BRIEF DESCRIPTION OF THE DRAWINGS

Exemplary embodiments according to the technique of the present disclosure will be described in detail based on the following figures, wherein:

FIG. 1 is a conceptual diagram showing an example of an aspect in which a duodenoscope system is used;

FIG. 2 is a conceptual diagram showing an example of an overall configuration of the duodenoscope system;

FIG. 3 is a block diagram showing an example of a hardware configuration of an electrical system of the duodenoscope system;

FIG. 4 is a conceptual diagram showing an example of an aspect in which a duodenoscope is used;

FIG. 5 is a block diagram showing an example of a hardware configuration of an electrical system of an image processing device;

FIG. 6 is a conceptual diagram showing an example of a correlation between an endoscope scope, an NVM, an image acquisition unit, an image recognition unit, and a support information acquisition unit;

FIG. 7 is a conceptual diagram showing an example of a correlation between a display device, the image acquisition unit, the image recognition unit, the support information acquisition unit, and a display control unit;

FIG. 8 is a flowchart showing an example of a flow of medical support processing;

FIG. 9 is a conceptual diagram showing an example of the correlation between the endoscope scope, the NVM, the image acquisition unit, the image recognition unit, and the support information acquisition unit;

FIG. 10 is a conceptual diagram showing an example of the correlation between the display device, the image acquisition unit, the image recognition unit, the support information acquisition unit, and the display control unit;

FIG. 11 is a conceptual diagram showing an example of the correlation between the endoscope scope, the NVM, the image acquisition unit, the image recognition unit, and the support information acquisition unit;

FIG. 12 is a conceptual diagram showing an example of the correlation between the display device, the image acquisition unit, the image recognition unit, the support information acquisition unit, and the display control unit;

FIG. 13 is a conceptual diagram showing an example of the correlation between the display device, the image acquisition unit, the image recognition unit, the support information acquisition unit, and the display control unit;

FIG. 14 is a conceptual diagram showing an example of the correlation between the endoscope scope, the NVM, the image acquisition unit, the image recognition unit, and the support information acquisition unit; and

FIG. 15 is a conceptual diagram showing an example of an aspect in which an intestinal wall image, support information, and papilla type information generated by the duodenoscope system are stored in an electronic medical record server.

DETAILED DESCRIPTION

Hereinafter, examples of embodiments of a medical support device, an endoscope, a medical support method, and a program according to the technology of the present disclosure will be described with reference to the accompanying drawings.

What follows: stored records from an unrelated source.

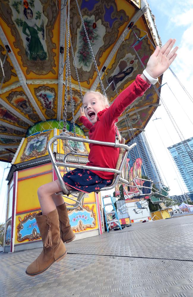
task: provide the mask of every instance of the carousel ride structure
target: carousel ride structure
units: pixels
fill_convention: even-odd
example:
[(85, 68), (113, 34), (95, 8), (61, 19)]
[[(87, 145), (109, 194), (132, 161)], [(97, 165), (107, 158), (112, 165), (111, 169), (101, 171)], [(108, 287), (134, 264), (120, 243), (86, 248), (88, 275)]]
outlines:
[[(75, 132), (86, 140), (88, 131), (79, 121), (78, 113), (83, 94), (89, 90), (101, 91), (100, 79), (113, 102), (142, 73), (155, 46), (161, 45), (145, 1), (71, 0), (69, 16), (69, 1), (67, 2), (2, 0), (0, 4), (0, 160), (11, 163), (7, 177), (6, 252), (41, 246), (34, 218), (41, 211), (37, 190), (57, 178), (47, 145), (59, 135), (64, 121), (72, 137)], [(72, 94), (68, 88), (65, 97), (68, 49)], [(118, 119), (117, 126), (126, 143), (131, 139), (131, 129), (134, 136), (143, 130), (159, 106), (161, 81), (162, 77), (155, 86), (157, 92), (152, 86)], [(86, 163), (87, 140), (76, 143), (80, 156), (69, 157), (72, 168), (73, 164)], [(70, 148), (65, 140), (52, 146), (59, 162)], [(62, 173), (66, 170), (61, 165), (59, 168)], [(65, 201), (70, 205), (68, 198)], [(77, 238), (101, 234), (100, 192), (86, 194), (81, 206), (69, 208)]]

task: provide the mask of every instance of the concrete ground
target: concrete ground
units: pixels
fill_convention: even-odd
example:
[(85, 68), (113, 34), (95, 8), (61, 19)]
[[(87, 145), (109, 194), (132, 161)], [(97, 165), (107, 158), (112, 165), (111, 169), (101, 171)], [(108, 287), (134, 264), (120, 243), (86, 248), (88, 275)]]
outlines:
[(0, 253), (6, 297), (192, 297), (193, 215), (135, 223), (72, 242), (43, 273), (26, 275), (37, 249)]

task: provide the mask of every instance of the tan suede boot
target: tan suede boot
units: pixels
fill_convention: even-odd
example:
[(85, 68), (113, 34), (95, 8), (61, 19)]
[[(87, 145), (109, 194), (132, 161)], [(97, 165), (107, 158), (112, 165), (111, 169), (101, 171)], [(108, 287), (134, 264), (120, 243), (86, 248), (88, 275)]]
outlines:
[(35, 217), (43, 243), (43, 249), (30, 264), (26, 273), (33, 276), (43, 272), (54, 262), (67, 255), (65, 245), (60, 238), (58, 214), (56, 209), (47, 215), (38, 214)]
[(56, 207), (60, 221), (60, 237), (66, 243), (74, 240), (76, 236), (70, 227), (68, 211), (65, 203)]

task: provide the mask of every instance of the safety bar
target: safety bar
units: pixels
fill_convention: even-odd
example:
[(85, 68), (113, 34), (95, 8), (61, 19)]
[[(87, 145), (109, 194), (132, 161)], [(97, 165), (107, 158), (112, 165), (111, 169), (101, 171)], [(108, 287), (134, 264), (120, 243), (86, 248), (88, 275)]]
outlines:
[[(95, 166), (86, 166), (86, 165), (81, 165), (80, 164), (75, 164), (74, 163), (70, 163), (69, 162), (67, 163), (66, 162), (62, 163), (61, 162), (56, 162), (52, 150), (51, 146), (54, 142), (58, 139), (61, 139), (61, 140), (71, 140), (72, 141), (94, 143), (107, 146), (113, 146), (114, 147), (122, 148), (124, 149), (125, 151), (119, 167), (119, 170), (118, 170), (116, 169), (110, 168), (102, 168)], [(130, 146), (128, 146), (125, 144), (121, 144), (116, 143), (105, 142), (104, 141), (92, 140), (91, 139), (80, 138), (79, 137), (75, 137), (71, 136), (69, 136), (68, 134), (66, 133), (62, 133), (61, 135), (61, 134), (60, 135), (57, 135), (54, 136), (51, 138), (48, 144), (48, 150), (51, 162), (55, 170), (56, 174), (62, 189), (65, 194), (68, 195), (70, 194), (71, 192), (71, 191), (68, 191), (66, 188), (65, 184), (61, 176), (60, 170), (58, 168), (59, 166), (61, 166), (64, 167), (73, 167), (75, 168), (80, 168), (81, 169), (88, 169), (90, 170), (97, 170), (99, 171), (113, 172), (116, 173), (117, 174), (117, 176), (113, 184), (107, 187), (103, 188), (102, 189), (100, 189), (100, 191), (105, 191), (107, 190), (110, 190), (113, 189), (115, 187), (119, 181), (119, 177), (123, 170), (125, 162), (126, 161), (128, 152), (136, 145), (136, 143), (134, 143), (132, 145)], [(74, 153), (74, 154), (75, 155), (82, 156), (83, 155), (84, 155), (85, 156), (85, 155), (81, 153), (79, 154), (77, 152), (75, 152), (75, 151), (71, 147), (70, 147), (69, 146), (68, 147), (69, 147), (69, 149), (71, 150), (73, 150), (72, 152)], [(72, 190), (72, 192), (74, 192), (74, 191)]]

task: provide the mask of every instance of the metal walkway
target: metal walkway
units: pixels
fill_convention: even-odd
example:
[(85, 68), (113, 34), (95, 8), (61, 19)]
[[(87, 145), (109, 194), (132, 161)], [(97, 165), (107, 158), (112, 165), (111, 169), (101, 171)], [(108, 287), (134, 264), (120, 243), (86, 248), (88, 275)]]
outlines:
[(41, 249), (0, 253), (1, 296), (192, 297), (193, 215), (133, 224), (70, 243), (68, 255), (30, 277)]

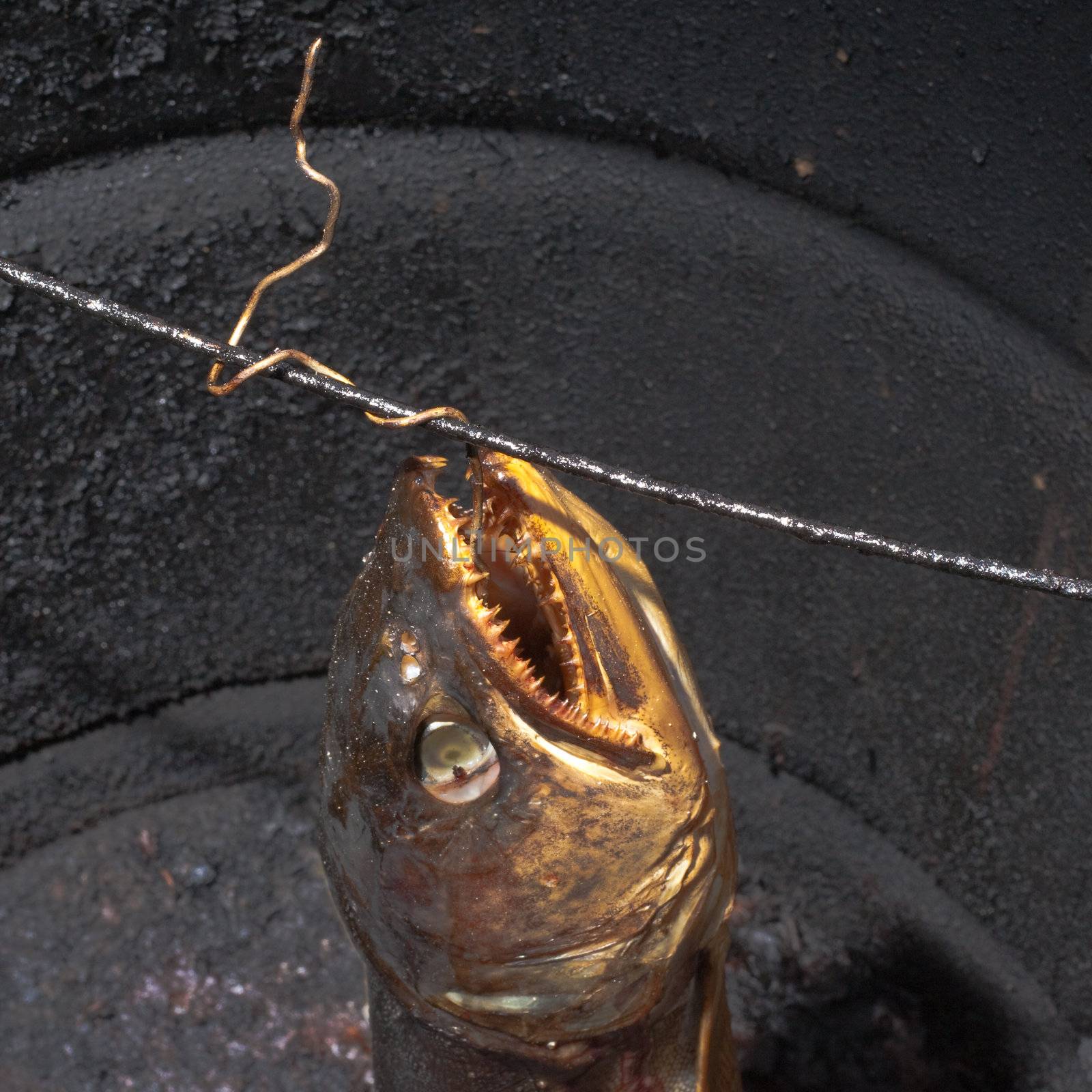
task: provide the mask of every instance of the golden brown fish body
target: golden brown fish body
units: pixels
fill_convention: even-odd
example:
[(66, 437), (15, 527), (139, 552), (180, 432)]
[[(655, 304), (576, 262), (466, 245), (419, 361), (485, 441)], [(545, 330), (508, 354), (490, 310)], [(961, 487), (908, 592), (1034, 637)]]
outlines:
[[(381, 1092), (727, 1092), (727, 786), (663, 603), (514, 459), (483, 459), (472, 543), (442, 465), (395, 479), (330, 667), (323, 860), (376, 980)], [(383, 1057), (420, 1036), (477, 1076)]]

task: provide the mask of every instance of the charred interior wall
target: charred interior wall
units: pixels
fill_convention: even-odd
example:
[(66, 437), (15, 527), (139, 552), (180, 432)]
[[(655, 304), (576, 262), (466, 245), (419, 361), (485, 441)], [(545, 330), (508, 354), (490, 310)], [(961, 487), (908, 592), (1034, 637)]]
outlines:
[[(1092, 572), (1085, 4), (27, 3), (0, 251), (377, 390), (744, 499)], [(503, 132), (511, 130), (512, 132)], [(0, 287), (0, 753), (322, 668), (437, 444)], [(456, 451), (446, 452), (458, 455)], [(587, 490), (727, 736), (847, 803), (1092, 1033), (1092, 610)], [(104, 785), (104, 793), (109, 786)]]

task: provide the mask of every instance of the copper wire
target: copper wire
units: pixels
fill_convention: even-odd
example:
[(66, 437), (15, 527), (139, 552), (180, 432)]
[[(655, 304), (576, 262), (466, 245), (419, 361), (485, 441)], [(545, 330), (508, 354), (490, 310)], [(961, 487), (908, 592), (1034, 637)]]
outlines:
[[(266, 273), (265, 276), (254, 285), (253, 290), (250, 293), (250, 298), (247, 300), (247, 306), (242, 309), (242, 313), (239, 316), (239, 321), (235, 323), (235, 329), (232, 331), (232, 336), (228, 337), (228, 345), (238, 345), (239, 341), (242, 339), (242, 334), (250, 323), (250, 319), (253, 317), (254, 309), (258, 307), (259, 300), (265, 294), (265, 289), (271, 285), (277, 283), (277, 281), (283, 281), (286, 276), (290, 276), (296, 270), (302, 268), (308, 262), (314, 261), (320, 254), (324, 254), (330, 249), (330, 244), (333, 241), (334, 228), (337, 226), (337, 216), (341, 213), (341, 190), (337, 189), (337, 183), (332, 179), (328, 178), (320, 170), (316, 170), (311, 166), (307, 158), (307, 141), (304, 138), (304, 130), (301, 127), (304, 120), (304, 111), (307, 109), (307, 100), (311, 96), (311, 85), (314, 82), (314, 61), (319, 55), (319, 49), (322, 46), (322, 39), (316, 38), (310, 48), (307, 50), (307, 59), (304, 61), (304, 79), (299, 85), (299, 94), (296, 96), (296, 105), (292, 108), (292, 119), (288, 122), (288, 128), (292, 130), (292, 135), (296, 141), (296, 166), (311, 179), (312, 182), (318, 182), (322, 186), (327, 192), (330, 194), (330, 207), (327, 211), (327, 222), (322, 227), (322, 238), (319, 239), (310, 250), (300, 254), (298, 258), (288, 262), (286, 265), (282, 265), (280, 269), (273, 270), (272, 273)], [(209, 391), (215, 395), (230, 394), (237, 387), (245, 383), (251, 376), (256, 376), (259, 371), (263, 371), (265, 368), (272, 367), (274, 364), (278, 364), (281, 360), (292, 358), (298, 360), (305, 367), (310, 368), (312, 371), (318, 371), (323, 376), (330, 376), (332, 379), (340, 379), (343, 383), (349, 383), (353, 385), (353, 380), (347, 379), (341, 372), (334, 371), (332, 368), (328, 368), (324, 364), (319, 364), (312, 356), (308, 356), (307, 353), (301, 353), (299, 349), (278, 349), (276, 353), (272, 353), (266, 357), (263, 357), (257, 364), (249, 365), (244, 368), (242, 371), (238, 372), (234, 378), (229, 379), (226, 383), (219, 382), (221, 373), (224, 370), (223, 360), (214, 360), (212, 367), (209, 369), (209, 379), (206, 384)]]

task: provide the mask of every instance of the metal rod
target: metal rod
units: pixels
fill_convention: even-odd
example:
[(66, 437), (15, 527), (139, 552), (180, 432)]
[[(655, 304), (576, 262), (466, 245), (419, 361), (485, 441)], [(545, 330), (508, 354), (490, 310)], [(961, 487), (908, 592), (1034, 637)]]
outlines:
[[(202, 334), (183, 330), (122, 304), (99, 299), (88, 292), (74, 288), (72, 285), (44, 273), (36, 273), (15, 262), (0, 259), (0, 276), (14, 285), (29, 288), (49, 299), (64, 304), (67, 307), (88, 314), (97, 314), (126, 330), (173, 342), (182, 348), (192, 349), (211, 359), (230, 360), (241, 367), (256, 364), (261, 359), (261, 355), (258, 353), (213, 341)], [(289, 360), (273, 365), (265, 375), (321, 394), (323, 397), (333, 399), (335, 402), (343, 402), (346, 405), (368, 410), (387, 417), (405, 417), (417, 412), (404, 403), (378, 394), (369, 394), (358, 387), (351, 387), (328, 376), (298, 367)], [(652, 497), (664, 503), (682, 505), (700, 512), (713, 512), (717, 515), (726, 515), (728, 519), (751, 523), (755, 526), (781, 531), (804, 542), (845, 546), (859, 554), (888, 557), (895, 561), (918, 565), (927, 569), (939, 569), (942, 572), (951, 572), (960, 577), (990, 580), (998, 584), (1048, 592), (1068, 598), (1092, 600), (1092, 580), (1060, 575), (1049, 569), (1024, 569), (995, 558), (981, 558), (951, 550), (930, 549), (914, 543), (875, 535), (867, 531), (855, 531), (851, 527), (800, 519), (776, 509), (732, 500), (709, 489), (678, 485), (627, 470), (624, 466), (613, 466), (609, 463), (586, 459), (583, 455), (567, 454), (553, 448), (541, 448), (502, 432), (494, 432), (452, 418), (428, 420), (423, 423), (423, 427), (430, 428), (452, 440), (503, 451), (526, 462), (549, 466), (553, 470), (589, 478), (592, 482), (603, 482), (629, 492)]]

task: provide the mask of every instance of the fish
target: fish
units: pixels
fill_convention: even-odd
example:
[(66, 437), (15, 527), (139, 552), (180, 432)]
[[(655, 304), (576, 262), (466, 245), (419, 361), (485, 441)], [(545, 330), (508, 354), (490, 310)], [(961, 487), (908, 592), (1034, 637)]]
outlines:
[(633, 545), (482, 452), (408, 459), (335, 624), (320, 851), (379, 1092), (738, 1092), (720, 745)]

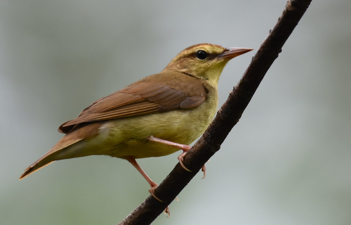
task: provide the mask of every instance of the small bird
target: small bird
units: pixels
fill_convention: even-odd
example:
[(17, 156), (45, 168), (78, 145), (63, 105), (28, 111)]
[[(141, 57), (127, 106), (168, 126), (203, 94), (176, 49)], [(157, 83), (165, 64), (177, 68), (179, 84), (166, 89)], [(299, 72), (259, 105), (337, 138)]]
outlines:
[(154, 193), (158, 185), (135, 159), (168, 155), (183, 157), (208, 127), (217, 111), (217, 84), (231, 59), (251, 48), (207, 43), (181, 52), (161, 73), (147, 76), (85, 109), (58, 129), (66, 135), (27, 168), (22, 179), (61, 159), (106, 155), (128, 160)]

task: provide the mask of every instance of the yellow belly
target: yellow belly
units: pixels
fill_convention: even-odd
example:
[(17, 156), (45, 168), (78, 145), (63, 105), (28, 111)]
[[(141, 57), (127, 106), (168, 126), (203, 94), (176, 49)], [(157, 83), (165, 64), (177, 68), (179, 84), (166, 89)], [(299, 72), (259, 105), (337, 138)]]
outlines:
[(216, 100), (207, 99), (196, 109), (177, 109), (106, 122), (100, 128), (97, 137), (101, 140), (99, 151), (101, 155), (122, 158), (127, 156), (138, 158), (171, 154), (179, 149), (150, 142), (147, 138), (153, 135), (190, 144), (202, 134), (213, 118), (217, 108)]

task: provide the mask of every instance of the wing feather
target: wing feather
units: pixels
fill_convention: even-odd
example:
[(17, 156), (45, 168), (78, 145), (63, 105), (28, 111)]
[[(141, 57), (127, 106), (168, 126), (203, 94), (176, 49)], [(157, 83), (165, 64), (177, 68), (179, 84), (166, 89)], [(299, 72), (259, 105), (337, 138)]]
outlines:
[(59, 131), (67, 133), (83, 123), (196, 108), (206, 100), (207, 93), (199, 79), (189, 75), (154, 74), (99, 99), (61, 125)]

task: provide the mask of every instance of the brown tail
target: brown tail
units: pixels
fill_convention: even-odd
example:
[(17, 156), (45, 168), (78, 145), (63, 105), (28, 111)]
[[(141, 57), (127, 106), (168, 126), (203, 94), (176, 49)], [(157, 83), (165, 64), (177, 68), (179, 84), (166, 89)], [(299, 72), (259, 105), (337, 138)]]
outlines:
[(53, 163), (54, 161), (52, 161), (51, 162), (49, 162), (48, 163), (46, 163), (45, 164), (40, 163), (38, 163), (39, 162), (38, 162), (39, 160), (35, 161), (33, 164), (29, 166), (29, 167), (26, 169), (26, 170), (24, 171), (24, 172), (23, 174), (21, 175), (20, 177), (20, 179), (21, 180), (26, 177), (29, 175), (31, 173), (33, 173), (34, 172), (35, 172), (38, 170), (40, 170), (43, 167), (46, 166), (49, 164), (51, 164)]
[(20, 177), (20, 179), (23, 179), (31, 173), (52, 163), (56, 160), (80, 157), (67, 155), (64, 157), (58, 157), (57, 153), (81, 140), (87, 137), (95, 137), (97, 135), (99, 128), (102, 123), (103, 122), (98, 122), (86, 123), (76, 126), (76, 129), (70, 131), (48, 152), (27, 168)]

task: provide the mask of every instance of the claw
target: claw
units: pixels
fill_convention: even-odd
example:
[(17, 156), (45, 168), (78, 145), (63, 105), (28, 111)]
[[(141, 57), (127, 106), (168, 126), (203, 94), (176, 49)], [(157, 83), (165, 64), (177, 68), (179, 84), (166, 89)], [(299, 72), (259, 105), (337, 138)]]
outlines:
[(202, 169), (201, 169), (201, 171), (204, 172), (204, 176), (201, 179), (204, 179), (206, 177), (206, 167), (204, 165), (202, 166)]
[(165, 215), (166, 215), (166, 213), (168, 213), (168, 216), (167, 216), (167, 217), (171, 217), (171, 211), (170, 211), (170, 206), (167, 206), (166, 207), (166, 209), (165, 210)]
[(151, 195), (153, 196), (154, 198), (156, 199), (157, 199), (159, 201), (161, 202), (163, 202), (163, 201), (161, 200), (160, 199), (157, 197), (156, 197), (156, 196), (155, 195), (155, 189), (156, 189), (156, 188), (157, 188), (157, 187), (158, 186), (158, 185), (156, 184), (156, 185), (154, 186), (153, 187), (151, 187), (151, 188), (150, 188), (150, 189), (149, 189), (149, 192), (150, 192), (150, 193), (151, 194)]
[(186, 152), (184, 152), (181, 154), (179, 156), (178, 156), (178, 160), (179, 160), (179, 163), (180, 164), (180, 165), (182, 167), (184, 168), (184, 170), (186, 170), (187, 171), (188, 171), (189, 172), (191, 172), (191, 170), (190, 170), (189, 169), (186, 168), (186, 167), (185, 167), (185, 166), (183, 164), (183, 161), (184, 160), (184, 159), (183, 158), (183, 156), (181, 156), (181, 155), (184, 154), (185, 155), (185, 154), (184, 154), (184, 153), (186, 153)]

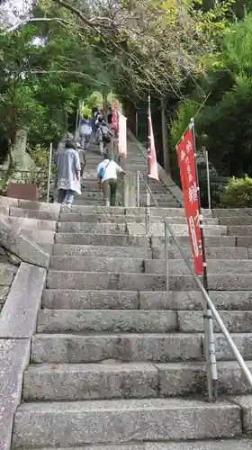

First, terms used in the following description will be described.

CPU is an abbreviation for “central processing unit”. GPU is an abbreviation for “graphics processing unit”. RAM is an abbreviation for “random-access memory”. NVM is an abbreviation for “non-volatile memory”. EEPROM is an abbreviation for “electrically erasable programmable read-only memory”. ASIC is an abbreviation for “application-specific integrated circuit”. PLD is an abbreviation for “programmable logic device”. FPGA is an abbreviation for “field-programmable gate array”. SoC is an abbreviation for “system-on-a-chip”. SSD is an abbreviation for “solid-state drive”. USB is an abbreviation for “Universal Serial Bus”. HDD is an abbreviation for “hard disk drive”. EL is an abbreviation for “electro-luminescence”. CMOS is an abbreviation for “complementary metal-oxide-semiconductor”. CCD is an abbreviation for “charge-coupled device”. AI is an abbreviation for “artificial intelligence”. BLI is an abbreviation for “blue light imaging”. LCI is an abbreviation for “linked color imaging”. I/F is an abbreviation for “interface”. FIFO is an abbreviation for “first in, first out”. ERCP is an abbreviation for “endoscopic retrograde cholangio-pancreatography”.

First Embodiment

For example, as shown in FIG. 1, a duodenoscope system 10 comprises a duodenoscope 12 and a display device 13. The duodenoscope 12 is used by a doctor 14 in endoscopy. The duodenoscope 12 is communicably connected to a communication device (not shown), and information obtained by the duodenoscope 12 is transmitted to the communication device. The communication device receives the information transmitted from the duodenoscope 12 and performs processing using the received information (for example, the processing of recording the information on an electronic medical record or the like).

The duodenoscope 12 comprises an endoscope scope 18. The duodenoscope 12 is a device for performing medical care on an observation target 21 (for example, a duodenum) included in a body of a subject 20 (for example, a patient) using the endoscope scope 18. The observation target 21 is a target observed by the doctor 14. The endoscope scope 18 is inserted into the body of the subject 20. The duodenoscope 12 causes the endoscope scope 18 inserted into the body of the subject 20 to image the observation target 21 inside the body of the subject 20, and performs various medical treatments on the observation target 21 as necessary. The duodenoscope 12 is an example of the “endoscope” according to the technology of the present disclosure.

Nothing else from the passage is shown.